Skip to main content
This guide explains the difference between latency and delay in the ai-coustics SDK, and how to optimize performance for real-time applications.

Terminology

TermMeaningExample
LatencyTime to execute the model’s forward pass (CPU dependent)“2 ms inference latency”
DelayTime offset of output audio relative to input”30 ms output delay”
These are independent values. A model that has 2 ms latency on your CPU and 30 ms delay means: computation completes in 2 ms, but the output audio is shifted 30 ms relative to input.
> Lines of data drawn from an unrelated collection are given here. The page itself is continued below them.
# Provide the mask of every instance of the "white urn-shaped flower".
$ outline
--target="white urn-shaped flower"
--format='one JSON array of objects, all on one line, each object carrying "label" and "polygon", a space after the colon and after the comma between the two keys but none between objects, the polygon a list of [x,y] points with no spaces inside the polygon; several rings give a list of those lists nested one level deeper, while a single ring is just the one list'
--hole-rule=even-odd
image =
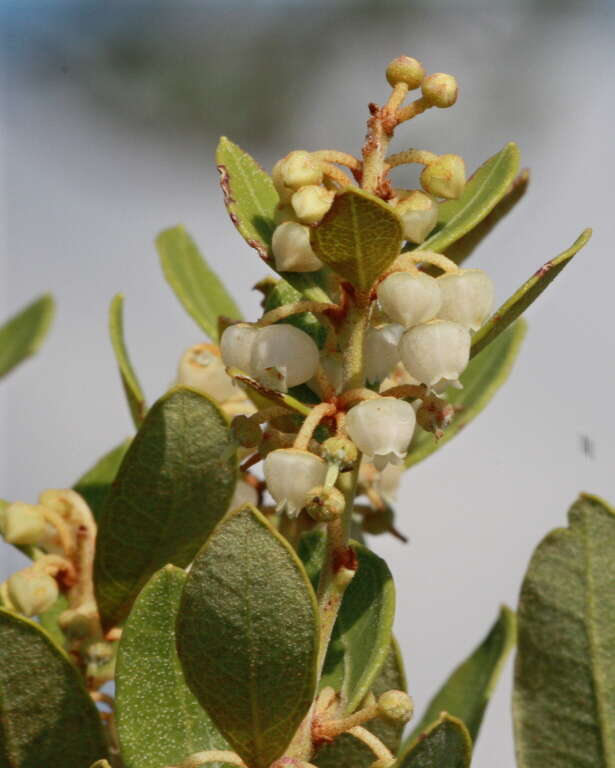
[{"label": "white urn-shaped flower", "polygon": [[351,408],[346,416],[350,439],[380,470],[388,463],[403,461],[415,425],[412,406],[396,397],[364,400]]},{"label": "white urn-shaped flower", "polygon": [[442,306],[438,317],[477,331],[493,307],[493,281],[482,269],[461,269],[442,275],[438,285]]},{"label": "white urn-shaped flower", "polygon": [[368,384],[385,379],[399,363],[397,347],[404,332],[398,323],[370,328],[365,334],[365,378]]},{"label": "white urn-shaped flower", "polygon": [[324,484],[327,463],[309,451],[278,448],[267,455],[263,472],[278,511],[296,517],[308,492]]},{"label": "white urn-shaped flower", "polygon": [[309,381],[319,361],[318,347],[307,333],[287,323],[267,325],[254,339],[250,372],[266,387],[286,392]]},{"label": "white urn-shaped flower", "polygon": [[422,272],[394,272],[378,286],[378,301],[394,323],[411,328],[436,317],[442,297],[434,277]]},{"label": "white urn-shaped flower", "polygon": [[470,334],[459,323],[431,320],[407,330],[399,355],[417,381],[432,386],[441,379],[457,381],[470,359]]},{"label": "white urn-shaped flower", "polygon": [[196,389],[220,403],[230,400],[238,391],[212,344],[195,344],[184,352],[179,361],[177,384]]},{"label": "white urn-shaped flower", "polygon": [[297,221],[285,221],[276,227],[271,250],[279,272],[313,272],[322,267],[310,245],[310,230]]},{"label": "white urn-shaped flower", "polygon": [[239,368],[250,374],[252,347],[258,327],[249,323],[236,323],[225,328],[220,338],[220,354],[227,368]]}]

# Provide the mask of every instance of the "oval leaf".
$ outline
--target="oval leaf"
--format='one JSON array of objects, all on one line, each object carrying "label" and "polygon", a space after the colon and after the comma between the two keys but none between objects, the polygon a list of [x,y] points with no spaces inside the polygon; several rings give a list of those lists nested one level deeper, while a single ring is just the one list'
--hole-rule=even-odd
[{"label": "oval leaf", "polygon": [[241,320],[241,312],[222,281],[182,226],[161,232],[156,248],[164,276],[181,305],[210,339],[218,341],[219,317]]},{"label": "oval leaf", "polygon": [[73,486],[73,490],[83,496],[88,503],[96,522],[100,520],[101,510],[111,490],[111,484],[115,480],[129,445],[130,440],[125,440],[110,450]]},{"label": "oval leaf", "polygon": [[[265,312],[269,312],[284,304],[294,304],[302,299],[301,293],[296,288],[293,288],[290,283],[286,282],[286,280],[278,280],[267,294],[264,309]],[[327,329],[312,312],[301,312],[298,315],[291,315],[283,322],[294,325],[300,331],[304,331],[314,339],[320,349],[323,348],[327,338]]]},{"label": "oval leaf", "polygon": [[438,228],[416,250],[443,253],[493,210],[510,189],[517,173],[519,148],[510,142],[468,179],[460,198],[440,205]]},{"label": "oval leaf", "polygon": [[402,236],[401,220],[390,205],[348,187],[336,195],[310,237],[321,261],[360,291],[367,291],[399,256]]},{"label": "oval leaf", "polygon": [[284,752],[312,703],[317,613],[301,562],[251,507],[231,512],[192,565],[179,657],[197,699],[253,768]]},{"label": "oval leaf", "polygon": [[591,229],[584,230],[574,241],[568,250],[560,253],[551,261],[535,272],[521,288],[496,310],[483,327],[476,332],[472,339],[472,356],[478,354],[481,349],[497,338],[502,331],[514,322],[519,315],[536,301],[544,289],[559,275],[564,267],[571,261],[591,237]]},{"label": "oval leaf", "polygon": [[106,755],[77,668],[35,623],[0,609],[0,765],[83,768]]},{"label": "oval leaf", "polygon": [[115,712],[126,768],[160,768],[195,752],[228,749],[186,685],[175,649],[186,576],[172,565],[154,574],[122,632]]},{"label": "oval leaf", "polygon": [[437,723],[402,752],[394,768],[468,768],[471,760],[468,729],[443,712]]},{"label": "oval leaf", "polygon": [[498,389],[504,384],[517,359],[525,337],[524,320],[518,320],[495,342],[470,361],[460,377],[463,389],[449,389],[447,399],[461,408],[453,421],[436,440],[431,432],[417,429],[406,457],[406,466],[418,464],[427,456],[442,448],[483,410]]},{"label": "oval leaf", "polygon": [[476,741],[485,709],[514,643],[515,615],[504,606],[482,643],[454,670],[429,702],[407,743],[426,731],[440,712],[448,712],[462,720],[472,741]]},{"label": "oval leaf", "polygon": [[615,510],[582,495],[538,545],[519,598],[519,768],[615,766]]},{"label": "oval leaf", "polygon": [[101,619],[115,626],[167,563],[186,566],[229,505],[235,444],[215,403],[174,389],[148,412],[102,511],[94,584]]},{"label": "oval leaf", "polygon": [[54,312],[53,297],[45,294],[0,327],[0,378],[38,350]]},{"label": "oval leaf", "polygon": [[113,352],[115,353],[115,359],[117,361],[118,368],[120,369],[120,376],[122,379],[122,386],[126,394],[126,400],[128,401],[128,408],[135,427],[139,429],[143,423],[143,417],[145,416],[145,395],[139,384],[139,379],[135,373],[130,358],[128,357],[128,350],[126,349],[126,342],[124,340],[124,297],[121,293],[114,296],[109,307],[109,335],[111,337],[111,345],[113,346]]}]

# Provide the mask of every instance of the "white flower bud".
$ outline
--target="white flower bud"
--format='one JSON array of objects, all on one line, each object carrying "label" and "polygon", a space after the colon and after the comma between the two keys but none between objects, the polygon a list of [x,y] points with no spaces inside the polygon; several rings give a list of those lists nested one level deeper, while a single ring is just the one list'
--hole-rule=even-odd
[{"label": "white flower bud", "polygon": [[438,278],[442,307],[438,317],[477,331],[493,306],[493,282],[482,269],[462,269]]},{"label": "white flower bud", "polygon": [[365,334],[365,378],[368,384],[382,381],[399,362],[397,347],[404,328],[397,323],[370,328]]},{"label": "white flower bud", "polygon": [[[414,407],[413,407],[414,410]],[[399,482],[404,473],[401,464],[388,464],[376,480],[376,487],[384,499],[391,504],[397,498]]]},{"label": "white flower bud", "polygon": [[404,333],[399,354],[408,373],[431,386],[440,379],[455,381],[470,359],[470,334],[449,320],[432,320]]},{"label": "white flower bud", "polygon": [[327,463],[309,451],[278,448],[267,455],[263,472],[278,511],[296,517],[309,491],[324,484]]},{"label": "white flower bud", "polygon": [[213,344],[195,344],[184,352],[179,361],[177,384],[203,392],[221,403],[237,394],[233,379]]},{"label": "white flower bud", "polygon": [[24,616],[45,613],[59,595],[56,580],[34,567],[17,571],[9,577],[6,585],[11,604]]},{"label": "white flower bud", "polygon": [[411,243],[422,243],[438,223],[438,203],[418,189],[401,200],[395,212],[401,217],[404,237]]},{"label": "white flower bud", "polygon": [[378,713],[394,723],[407,723],[414,713],[414,704],[404,691],[386,691],[378,699]]},{"label": "white flower bud", "polygon": [[250,373],[252,346],[258,330],[257,326],[248,323],[236,323],[225,329],[220,338],[220,354],[227,368]]},{"label": "white flower bud", "polygon": [[280,323],[258,330],[250,370],[265,386],[286,392],[289,387],[309,381],[319,360],[318,347],[311,336],[294,325]]},{"label": "white flower bud", "polygon": [[299,221],[303,224],[316,224],[331,208],[334,197],[333,190],[310,184],[298,189],[290,202]]},{"label": "white flower bud", "polygon": [[21,547],[38,544],[46,529],[43,508],[39,505],[15,501],[4,512],[4,538],[9,544]]},{"label": "white flower bud", "polygon": [[436,72],[428,75],[421,83],[423,96],[434,107],[446,109],[452,107],[457,101],[457,80],[453,75],[447,75],[444,72]]},{"label": "white flower bud", "polygon": [[430,195],[455,200],[466,184],[466,166],[459,155],[440,155],[425,166],[421,173],[421,185]]},{"label": "white flower bud", "polygon": [[282,183],[288,189],[299,189],[308,184],[320,184],[323,179],[322,166],[309,152],[303,149],[290,152],[279,160],[274,168],[274,183]]},{"label": "white flower bud", "polygon": [[420,61],[411,56],[398,56],[387,67],[386,77],[389,85],[406,83],[408,90],[418,88],[425,77],[425,69]]},{"label": "white flower bud", "polygon": [[442,297],[434,277],[423,272],[394,272],[378,286],[378,301],[393,322],[411,328],[436,317]]},{"label": "white flower bud", "polygon": [[414,409],[396,397],[378,397],[351,408],[346,430],[357,448],[371,456],[377,469],[404,459],[412,439],[416,417]]},{"label": "white flower bud", "polygon": [[325,488],[317,485],[305,496],[305,511],[318,523],[330,523],[344,514],[346,500],[344,494],[335,487]]},{"label": "white flower bud", "polygon": [[256,488],[250,485],[250,483],[246,483],[245,480],[238,480],[228,508],[237,509],[246,504],[251,504],[253,507],[258,506],[258,493]]},{"label": "white flower bud", "polygon": [[271,240],[275,267],[280,272],[313,272],[322,267],[310,245],[310,230],[296,221],[276,227]]}]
Understanding output_delay

The output_delay value (retrieved via aic_processor_get_output_delay) represents the total audio delay in frames. Convert to milliseconds:
delay_ms = (delay_frames / configured_sample_rate) * 1000

Components of Output Delay

ComponentWhen it appliesAvoidable?
Algorithmic delayAlwaysNo — inherent to model architecture
Adapter delayWhen not using optimal_num_framesYes — use optimal frame size
Buffering delayWhen allow_variable_frames = trueYes — use fixed frame size
Sample rate has no effect on the output delay in ms. Neither the model’s native sample rate nor the processor’s configured sample rate changes the delay.

Algorithmic Delay

Our models typically have 10 ms or 30 ms algorithmic delay. See the model documentation for exact values per model. This delay is based on the model architecture and thus is the minimum output delay of the processor when configured with ProcessorConfig::optimal.

Model Processing Window

Models operate on fixed-size audio chunks called the processing window. Our models typically use 10 ms windows. See the model documentation for exact values per model. The size of the window can be determined with the Model::get_optimal_num_frames function, which is dependent on the sample_rate that you operate on.
window_frames = model.get_optimal_num_frames(sample_rate)
window_ms = (window_frames / sample_rate) * 1000

Adapter Delay

The adapter is responsible for adapting between the incoming audio buffers and the model processing window. If they are configured to be the same, there is no adapter delay introduced. Otherwise the delay depends on the relation between the two frame sizes.

Buffering Delay

If the adapter is configured with allow_variable_frames = true, each process call can use a different number of frames, as long as it is at most the configured num_frames. This is necessary because some audio hosts (e.g. Audacity) only report the maximum number of frames they will call the process with. If variable frames are activated, a buffering delay of the length of the model’s processing window will be introduced.

Real-Time Guarantees

For the real-time processing to work, the inference latency (execution time) of the model has to be lower than the duration of the incoming audio buffers (your configured num_frames). This depends on your CPU and system load.
inference latency < audio buffer length
If you call the process function with 10 ms buffers, the function must complete in under 10 ms.

CPU Usage

CPU usage depends only on model complexity. More complex models (e.g., Sparrow L) require more CPU than simpler ones (e.g., Sparrow XS).
Sample rate has no effect on CPU usage. Neither the model’s native sample rate nor the processor’s configured sample rate changes performance.

Parallel Processing

For multiple audio streams (e.g., multiple speakers), create one processor per stream.
ProcessorThreadingParallel Streams
ProcessorSame thread❌ Blocks — cannot run concurrently
AsyncProcessorSeparate thread✅ Runs in parallel
# Multiple speakers — use AsyncProcessor
processor_speaker1 = AsyncProcessor(model)
processor_speaker2 = AsyncProcessor(model)
# These process concurrently on different threads
With the synchronous Processor, each call blocks the main thread. You cannot process multiple streams simultaneously.
The AsyncProcessor is currently only available in the Python SDK. For other languages, you’ll need to manage threading manually.